In the 1980s Chamberlin recordings were minimal but producers Mitchell Froom (Crowded House) and Todd Rundgren (XTC's Skylarking in 1986) used the instrument. The Chamberlin experienced a revival in the 1990s with a new generation of musicians using them and appreciating the unique sounds produced by playing them in unorthodox ways. These included Michael Penn and his keyboardist Patrick Warren (March, Free-for-All, Resigned, MP4 as well as Penn's film scores for Boogie Nights in 1997), singer/songwriter Sam Phillips on her album Cruel Inventions (1991), and singer/songwriter/producer Jon Brion on the soundtrack to the film I Heart Huckabees (2004). Tom Waits also used the instrument on albums such as The Black Rider (1993) and Bone Machine (1992).

==Models==
Various models exist of the Chamberlin. There are both keyboard-based instruments and drum machines (which are called Rhythmate). Approximately 500–700 units were made, but the exact number is unknown.

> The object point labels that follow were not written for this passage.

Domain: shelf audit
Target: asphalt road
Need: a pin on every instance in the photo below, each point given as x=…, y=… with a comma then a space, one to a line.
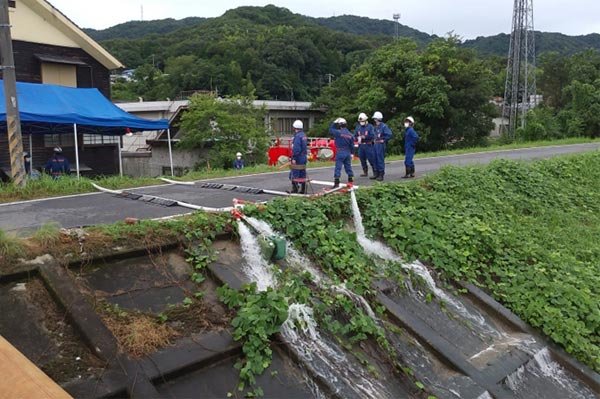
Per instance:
x=101, y=208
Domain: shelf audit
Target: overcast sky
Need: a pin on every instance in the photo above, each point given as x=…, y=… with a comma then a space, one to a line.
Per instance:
x=467, y=18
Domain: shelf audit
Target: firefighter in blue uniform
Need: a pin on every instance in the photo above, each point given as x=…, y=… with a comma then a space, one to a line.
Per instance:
x=344, y=147
x=410, y=147
x=383, y=134
x=299, y=158
x=58, y=165
x=365, y=136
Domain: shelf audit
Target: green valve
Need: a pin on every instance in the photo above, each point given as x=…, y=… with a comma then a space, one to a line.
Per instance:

| Model | Years produced | Number made |
|---|---|---|
| Chamberlin 100 | 1948–1949 | 4–10 |
| Chamberlin 200 | 1951–1959 | ~100 |
| Chamberlin 300/350 remotes | 1960–1969 | ~200 |
| Chamberlin 400 | 1961 | 1 |
| Chamberlin 500 | 1961 | 2 or 3 |
| Chamberlin 600/660 | 1962–1969 | >200 |
| Chamberlin 25/35/45 Rhythmate | 1960–1969 | >100 |
| Chamberlin 20/30/40 Rhythmate | 1975–1980 | >10 |
| Chamberlin 50 Rhythmate | unknown | 1 (prototype) |
| Chamberlin 800 Riviera | 1970 | 2 |
| Chamberlin M1, M2, M4 | 1970–1981 | >100 |

==Sounds==
- Keyboards: Marimba, Piano, Vibraphone (with vibrato), Bells (glockenspiel), Organ, Tibia organ, Kinura organ, Harpsichord, Accordion, Electric harpsichord, and Flute/string organ.
- Brass: Trombone, Trumpet, French horn, Do-Wah Trombone, Slur Trombone, and Muted Trumpet.
- Woodwinds: Alto and Tenor saxophones, Flute, Oboe, and Bass clarinet.
- Voice: Male Voice (solo) and Female Voice (solo).
- Strings: 3 Violins, Cello, and Pizzicato Violins.
- Plucked strings: Slur Guitar, Banjo, Steel guitar, Harp Solo, Harp Roll, Harp 7th Arpeggio (harp sounds were not available to the public), Guitar, and Mandolin.
- Effects: Dixieland Band Phrases and Sound Effects.